A Hare-Marked Moon: From Bhutan to Yorkshire: The Story of an English Stupa. David Lascelles.
‘An amazing account of the reconciliation of history and continuity in two very distinct, almost contradictory arenas.’ Antony Gormley
David Lascelles embarks on a journey to reconcile a lifelong interest in Buddhism with his family’s controversial inheritance.
• An extraordinary story about a meeting of cultures interspersed with accounts of travels in the Himalayas, including the turbulent history and beliefs that have shaped the region.
• The author is a prominent voice raising awareness of Britain’s historic role in the slave trade, speaking regularly on the subject in the media.
In the spring of 2004, David Lascelles invited a group of monks from Bhutan to build a stupa in the 1000- acre Capability Brown designed gardens of Harewood House in Yorkshire. It was a step into the unknown for the Bhutanese. They didn’t speak any English, had never travelled outside their own culture, had never flown in an airplane or seen the ocean.
Theirs was one kind of journey, but the project was also another kind of voyage for David.
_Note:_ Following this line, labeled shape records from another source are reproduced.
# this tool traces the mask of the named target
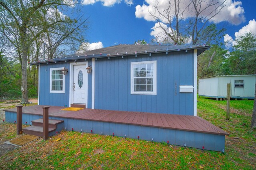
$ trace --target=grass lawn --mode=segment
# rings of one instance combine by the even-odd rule
[[[250,129],[253,100],[198,99],[198,115],[229,132],[226,152],[184,148],[164,143],[63,131],[0,157],[0,169],[255,169],[256,131]],[[15,125],[0,125],[0,143],[14,137]],[[56,141],[58,138],[62,140]]]

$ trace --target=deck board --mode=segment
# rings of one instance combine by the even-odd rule
[[[22,113],[43,115],[44,106],[22,108]],[[198,116],[152,113],[83,109],[77,111],[62,110],[63,107],[50,106],[49,116],[117,123],[139,125],[221,135],[228,133]],[[16,112],[16,109],[4,110]]]

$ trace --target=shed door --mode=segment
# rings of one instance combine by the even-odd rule
[[[73,103],[87,104],[87,77],[86,65],[74,66],[73,80]]]

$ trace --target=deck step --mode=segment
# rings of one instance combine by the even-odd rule
[[[50,132],[54,131],[56,129],[49,127],[48,131],[50,134]],[[23,128],[23,133],[26,134],[32,135],[40,137],[43,137],[43,127],[32,125],[28,127]],[[50,136],[50,135],[49,135]]]
[[[38,119],[31,121],[32,125],[34,126],[43,127],[43,119]],[[52,119],[49,119],[49,127],[56,129],[57,125],[63,122],[64,121],[61,120],[56,120]]]

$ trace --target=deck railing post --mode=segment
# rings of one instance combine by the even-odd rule
[[[17,105],[17,135],[22,133],[22,107],[23,105]]]
[[[43,108],[43,137],[44,140],[48,139],[49,137],[49,107],[44,106]]]

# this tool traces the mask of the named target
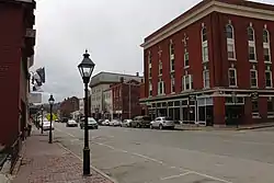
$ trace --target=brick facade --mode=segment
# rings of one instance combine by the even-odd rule
[[[139,105],[140,83],[135,80],[111,85],[113,99],[113,117],[114,118],[133,118],[141,114]]]
[[[70,113],[79,111],[79,99],[76,96],[65,99],[60,104],[61,117],[70,117]]]
[[[28,67],[35,37],[25,36],[33,28],[35,2],[0,2],[0,144],[12,144],[28,117]]]
[[[262,9],[264,12],[255,13]],[[271,12],[267,14],[266,10]],[[274,53],[273,11],[273,5],[243,0],[205,0],[145,38],[145,96],[141,103],[148,104],[153,116],[170,115],[191,123],[224,126],[269,121],[273,117],[274,90],[273,83],[271,88],[265,85],[265,71],[272,73],[274,66],[271,59],[267,64],[264,59],[263,31],[270,33],[271,57]],[[227,25],[231,25],[233,38],[227,38]],[[254,30],[254,42],[249,42],[249,27]],[[235,58],[228,58],[231,44]],[[249,58],[252,44],[254,61]],[[171,71],[173,57],[174,70]],[[230,75],[229,78],[229,70],[236,70],[233,77]],[[251,70],[258,73],[255,88],[251,87]],[[171,87],[172,76],[174,89]],[[190,80],[184,79],[187,76],[191,76]],[[209,77],[207,87],[205,76]],[[273,75],[271,77],[273,81]],[[163,93],[160,81],[164,85]],[[186,89],[189,82],[192,82],[190,90]],[[237,83],[232,87],[231,82]],[[259,99],[254,98],[256,95]]]

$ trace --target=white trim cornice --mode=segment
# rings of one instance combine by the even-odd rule
[[[142,43],[140,46],[147,49],[213,12],[274,21],[274,11],[255,9],[244,5],[229,4],[213,0],[207,4],[204,4],[202,8],[193,11],[192,13],[186,14],[179,22],[174,23],[170,27],[167,27],[165,30],[152,36],[151,38],[148,38],[148,41]]]

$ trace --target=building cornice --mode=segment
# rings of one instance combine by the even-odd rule
[[[213,12],[246,16],[251,19],[274,21],[274,11],[271,10],[250,8],[239,4],[229,4],[219,1],[210,1],[201,7],[199,9],[193,11],[192,13],[186,14],[180,21],[167,27],[165,30],[151,36],[150,38],[145,41],[145,43],[141,44],[140,46],[147,49]]]

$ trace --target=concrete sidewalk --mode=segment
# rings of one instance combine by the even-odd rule
[[[82,161],[58,141],[48,144],[47,134],[36,129],[23,147],[23,159],[13,183],[114,183],[91,168],[91,176],[82,176]]]

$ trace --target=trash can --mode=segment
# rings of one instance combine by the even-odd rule
[[[32,133],[32,125],[27,125],[27,136],[30,137]]]

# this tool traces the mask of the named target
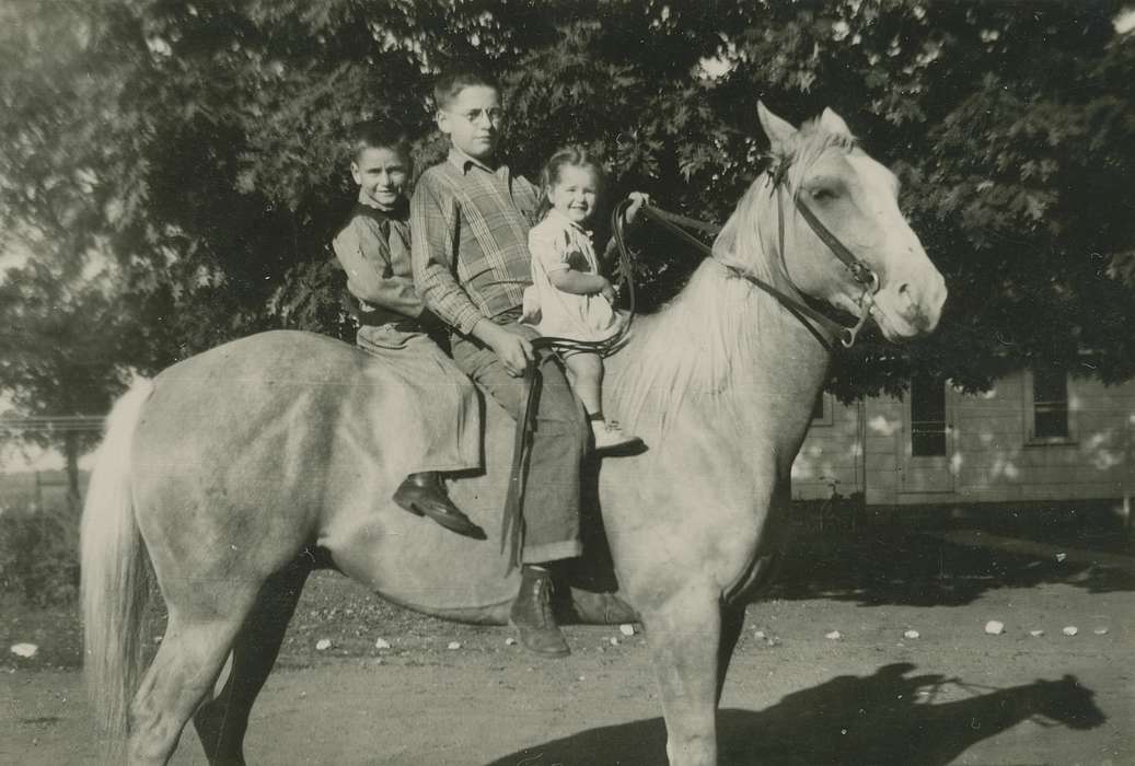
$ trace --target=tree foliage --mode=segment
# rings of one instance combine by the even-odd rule
[[[615,193],[717,220],[762,169],[757,98],[794,121],[832,107],[899,174],[951,293],[936,336],[868,339],[835,390],[918,370],[978,388],[1046,363],[1116,380],[1135,374],[1135,42],[1119,10],[24,0],[0,11],[0,229],[50,241],[60,278],[112,259],[132,338],[117,363],[152,372],[270,327],[350,333],[327,245],[353,196],[343,135],[392,117],[420,136],[420,168],[438,159],[429,85],[449,59],[504,78],[526,174],[583,142]],[[647,303],[690,258],[647,243]]]

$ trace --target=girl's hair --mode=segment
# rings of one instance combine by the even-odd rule
[[[572,144],[556,150],[540,170],[540,204],[536,210],[536,217],[544,218],[552,210],[552,200],[548,199],[548,190],[560,180],[560,172],[565,167],[587,168],[595,174],[602,188],[607,182],[607,172],[603,169],[603,162],[586,146]]]

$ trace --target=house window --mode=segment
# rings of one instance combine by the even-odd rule
[[[945,382],[916,376],[910,381],[910,454],[945,455]]]
[[[1033,372],[1033,436],[1068,438],[1068,376],[1063,370]]]

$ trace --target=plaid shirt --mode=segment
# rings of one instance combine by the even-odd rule
[[[410,204],[414,283],[459,333],[523,304],[537,200],[536,187],[508,166],[491,170],[457,149],[418,179]]]

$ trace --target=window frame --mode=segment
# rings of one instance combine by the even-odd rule
[[[1058,370],[1052,370],[1053,373]],[[1029,447],[1043,447],[1043,446],[1061,446],[1061,445],[1075,445],[1076,444],[1076,424],[1074,412],[1071,409],[1071,378],[1067,370],[1059,370],[1063,373],[1063,414],[1065,414],[1065,433],[1062,436],[1037,436],[1036,435],[1036,415],[1037,405],[1045,409],[1056,407],[1058,411],[1059,403],[1053,401],[1044,399],[1042,402],[1036,401],[1036,371],[1029,368],[1025,372],[1025,446]]]

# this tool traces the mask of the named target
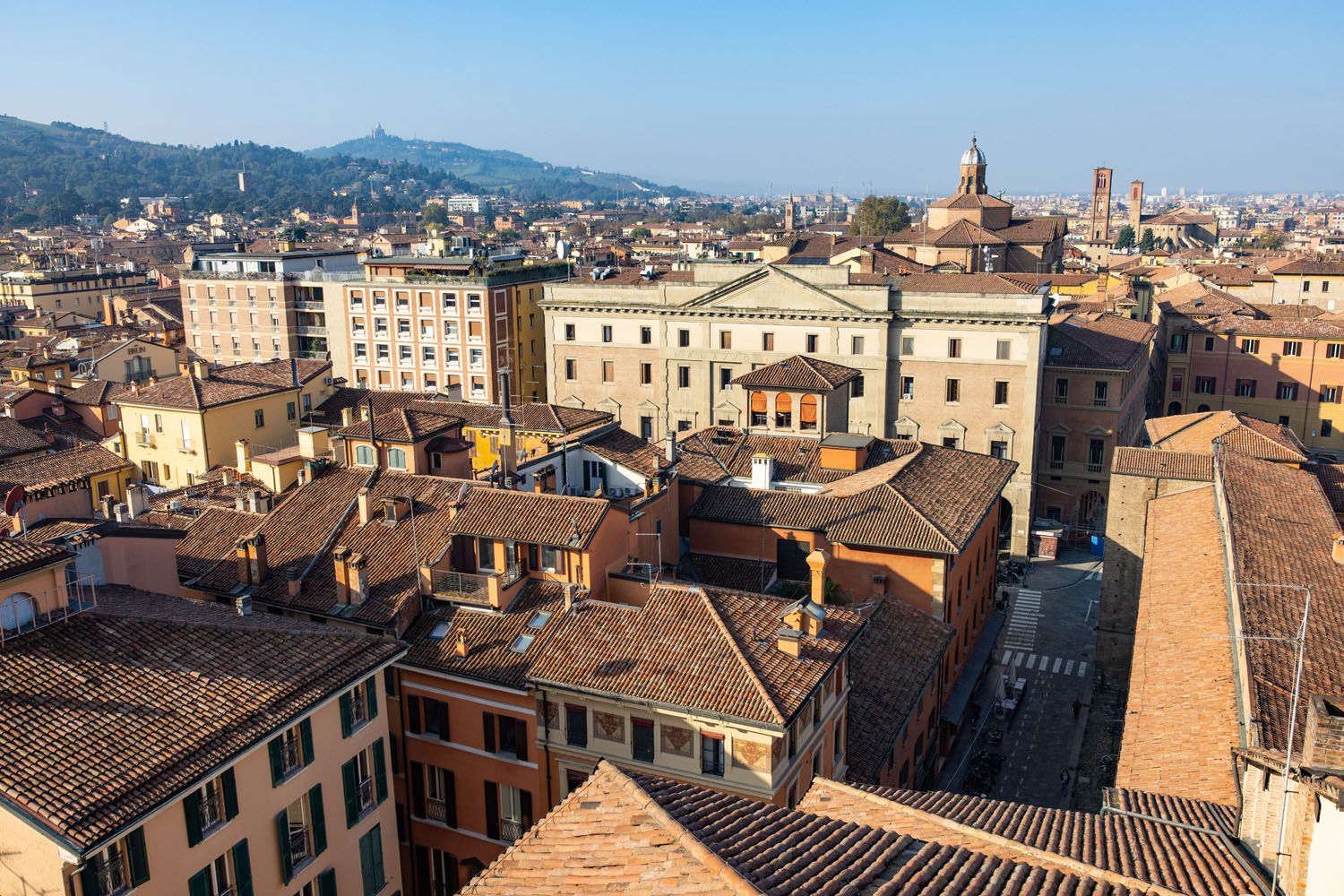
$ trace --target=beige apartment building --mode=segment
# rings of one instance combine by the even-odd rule
[[[142,273],[97,270],[5,271],[0,274],[0,306],[23,306],[43,314],[75,312],[103,320],[102,300],[148,283]]]
[[[1017,462],[1003,509],[1025,552],[1048,286],[700,263],[548,283],[543,308],[551,400],[649,441],[750,429],[751,391],[734,379],[758,367],[802,355],[857,371],[848,431]]]

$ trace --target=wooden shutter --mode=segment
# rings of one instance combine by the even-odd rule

It was an attempt to reconcile a deep interest in Buddhism with the 250 years that his family has lived at Harewood, the country house and estate – with its links to one of the darkest chapters in Britain’s colonial past – that he has loved, rejected, tried to make sense of and been haunted by all his life.
In Buddhist thought, one of the functions of a stupa is to harmonise the environment in which it is built and subdue the chaotic forces at work there. Would this stupa have a similar effect, quelling the forces of Harewood’s past and harmonising the contradictions of its present?
About the Author:
David Lascelles is a film producer of both documentaries and drama for television and cinema. Several of his films have been nominated for awards, including Inspector Morse, Wide-Eyed and Legless and Richard III. He lives at Harewood in Yorkshire, which has been his family’s home since the eighteenth century, and for many years has chaired Harewood House Trust, the educational charitable trust that looks after the house, gardens and trust for the public benefit. On the death of his father in 2011, he became the 8th Earl of Harewood. A Hare-Marked Moon is his first book.